Die zweite Sorge der vor allem von katholischen Trägerorganisationen ausgehenden Bewegung ist, dass der IWF bei seinen makroökonomischen Rezepten bleibt. "Wenn der Währungsfonds weiterhin neoliberale Wirtschaftsmodelle verordnet, torpediert er damit eine nachhaltige Bekämpfung der Armut", analysiert Neuwirth. Doch dieser Kurs soll sich ändern, gab Mats Karlsson, Vizepräsident der Weltbank, bei seinem Besuch in Wien selbstkritisch bekannt: "Das neoliberale Paradigma, das bisher bestanden hat, gehört der Vergangenheit an".

Auch Weltbankpräsident James Wolfensohn gab zu, dass aufgrund des großen öffentlichen Drucks ein Kurswechsel beim Gewähren von Finanzierungshilfen notwendig sein wird.
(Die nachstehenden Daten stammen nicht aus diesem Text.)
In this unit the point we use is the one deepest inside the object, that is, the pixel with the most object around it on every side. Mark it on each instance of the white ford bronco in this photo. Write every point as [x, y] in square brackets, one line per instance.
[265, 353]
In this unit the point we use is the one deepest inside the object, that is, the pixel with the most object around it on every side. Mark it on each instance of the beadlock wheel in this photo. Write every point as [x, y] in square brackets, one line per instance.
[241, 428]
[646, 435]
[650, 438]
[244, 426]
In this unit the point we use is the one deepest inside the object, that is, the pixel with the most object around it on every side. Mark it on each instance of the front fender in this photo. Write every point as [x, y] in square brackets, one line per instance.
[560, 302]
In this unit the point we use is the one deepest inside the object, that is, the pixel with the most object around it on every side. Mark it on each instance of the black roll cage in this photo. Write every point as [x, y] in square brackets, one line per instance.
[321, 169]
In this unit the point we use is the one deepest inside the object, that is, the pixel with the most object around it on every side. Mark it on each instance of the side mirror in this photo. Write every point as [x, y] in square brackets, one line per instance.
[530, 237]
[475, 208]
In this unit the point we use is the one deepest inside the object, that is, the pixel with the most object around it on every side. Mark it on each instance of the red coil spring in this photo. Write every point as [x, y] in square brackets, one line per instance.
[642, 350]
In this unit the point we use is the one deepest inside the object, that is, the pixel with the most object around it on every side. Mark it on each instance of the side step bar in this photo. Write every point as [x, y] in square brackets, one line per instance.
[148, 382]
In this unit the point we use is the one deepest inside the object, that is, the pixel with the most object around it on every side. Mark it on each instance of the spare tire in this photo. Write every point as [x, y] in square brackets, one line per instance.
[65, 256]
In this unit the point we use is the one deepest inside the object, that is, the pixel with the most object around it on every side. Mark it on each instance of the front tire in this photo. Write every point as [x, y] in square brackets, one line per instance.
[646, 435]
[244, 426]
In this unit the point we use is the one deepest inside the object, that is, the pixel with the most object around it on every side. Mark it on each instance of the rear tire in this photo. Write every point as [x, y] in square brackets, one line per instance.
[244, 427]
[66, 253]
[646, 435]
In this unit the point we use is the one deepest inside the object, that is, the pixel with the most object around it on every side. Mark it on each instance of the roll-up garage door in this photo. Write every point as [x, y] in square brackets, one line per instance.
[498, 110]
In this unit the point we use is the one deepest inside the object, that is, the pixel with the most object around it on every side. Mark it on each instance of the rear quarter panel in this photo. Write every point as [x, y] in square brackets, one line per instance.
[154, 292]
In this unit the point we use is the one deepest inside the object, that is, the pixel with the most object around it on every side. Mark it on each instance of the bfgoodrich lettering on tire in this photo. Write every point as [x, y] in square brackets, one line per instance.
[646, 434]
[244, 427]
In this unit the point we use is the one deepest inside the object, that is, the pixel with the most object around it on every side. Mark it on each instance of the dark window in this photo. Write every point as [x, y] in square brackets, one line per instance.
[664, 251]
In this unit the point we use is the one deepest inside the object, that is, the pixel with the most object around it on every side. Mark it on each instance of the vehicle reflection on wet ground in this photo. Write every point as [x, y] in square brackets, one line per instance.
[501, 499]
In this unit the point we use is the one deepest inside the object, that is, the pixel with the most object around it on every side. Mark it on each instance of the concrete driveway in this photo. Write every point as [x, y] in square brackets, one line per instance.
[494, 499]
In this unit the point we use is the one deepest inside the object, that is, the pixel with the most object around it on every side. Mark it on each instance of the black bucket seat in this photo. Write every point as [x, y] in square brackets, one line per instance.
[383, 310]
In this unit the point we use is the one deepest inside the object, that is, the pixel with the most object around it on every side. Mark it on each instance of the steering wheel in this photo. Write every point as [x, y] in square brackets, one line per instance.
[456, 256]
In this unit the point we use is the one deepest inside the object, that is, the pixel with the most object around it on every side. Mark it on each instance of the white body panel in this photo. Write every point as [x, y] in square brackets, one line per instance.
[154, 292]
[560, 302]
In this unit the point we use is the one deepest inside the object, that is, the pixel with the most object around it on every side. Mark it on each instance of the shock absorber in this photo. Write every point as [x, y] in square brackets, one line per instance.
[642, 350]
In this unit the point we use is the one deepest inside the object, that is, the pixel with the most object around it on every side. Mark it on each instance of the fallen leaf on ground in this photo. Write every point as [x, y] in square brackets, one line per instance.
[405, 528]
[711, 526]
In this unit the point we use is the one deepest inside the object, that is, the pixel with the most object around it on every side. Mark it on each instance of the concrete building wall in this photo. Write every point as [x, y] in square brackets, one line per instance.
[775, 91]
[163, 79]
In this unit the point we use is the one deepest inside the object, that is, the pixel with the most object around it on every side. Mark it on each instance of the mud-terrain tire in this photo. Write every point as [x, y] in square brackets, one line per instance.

Diesem Schwenk wollen die NGO´s allerdings noch nicht ganz trauen. "Wolfensohn hat eine wunderbare Rhetorik, doch die Bank, der er vorsteht setzt nichts davon um," erklärt der Greenpeace-Experte Wolfgang Pekny das Dilemma zwischen Programm und operationalem Geschäft, "sie hat ihr Ziel die Ausrottung der Armut weit verfehlt, denn ungeachtet der Weltbank-Aktivitäten stieg die Armut enorm an."

Hauptproblem bei Kooperationen mit Ländern der Dritten Welt ist, dass "vor allem die Eliten von den Projekten profitieren". Denn bislang waren Bevölkerung, aber auch Zivilgesellschaft von jeglicher Mitsprache ausgeschlossen. "Ab Juni wird in Kamerun, einem der korruptesten Länder, eine 1070 km lange Pipeline finanziert, entgegen dem Protest von Umweltorganisationen. Wie soll die Arme Bevölkerung von diesem Projekt profitieren?" fragt der Umweltexperte.

Nicht nur von außerhalb kommt Kritik, auch innerhalb des Expertenstabes brodelt es. So verließ Ende des Jahres der Chefökonom Josef Stiglitz die Weltbank. Er war enttäuscht über die permanenten Interventionen der Regierungen. Längst hatten die Experten erkannt, dass die Asienkrise durch die vom IWF vorgeschlagenen Maßnahmen wie Privatisierung nur noch verschärft würde. Stiglitz und seine Einschätzung der Auflagen zur Überwindung der Asienkrise: "Ich fürchtete, dass die vom IWF verordneten Sparmaßnahmen die Wirtschaft endgültig in eine Rezession, wenn nicht gar Depression stürzen würden."

Er äußerte seine Bedenken innerhalb des IWF, drang aber nicht durch: "Es gab Druck, wurde mir gesagt und der käme von den Exekutivdirektoren, die alle Kredite genehmigen. Diese waren wiederum von den Finanzministern der Industriestaaten bestellt." In Gesprächen mit Exekutivdirektoren fand Stiglitz heraus, dass diese selbst unter Druck stehen würden. "Die Konklusio der Asienkrise: Nur die westlichen Banken wurden gerettet," erklärt Federico Nier-Fischer, Leiter der Nachrichtenagentur Inter Press Service.

Auch ein anderer hoch angesehener Ökonom verließ die Weltbank. Der Inder Ravi Kanbur war bis Mai 2000 wissenschaftlicher Leiter des World Development Report, welcher Armutsbekämpfung zum Thema hatte. "Doch als ihm die kritischen Passagen des Berichts gestrichen wurden und er die permanent Interventionen satt hatte, verließ er das Team," erzählt Karin Küblböck, Ökonomin der Öffentlichen Forschungsstiftung für Entwicklungshilfe. Durch interne Kritiker wurde noch etwas bekannt, was schon lange hinter vorgehaltener Hand gemunkelt wurde: Korruption. Deshalb hat die Weltbank für Prag auch einen großen Korruptionsreport vorbereitet, der erstmals öffentlich diskutiert wird. Vielleicht sind die Weltbankmittel in Zukunft durch erhöhte Transparenz vor den Zugriffen korrupter Eliten gefeit, hoffen NGO-Vertreter.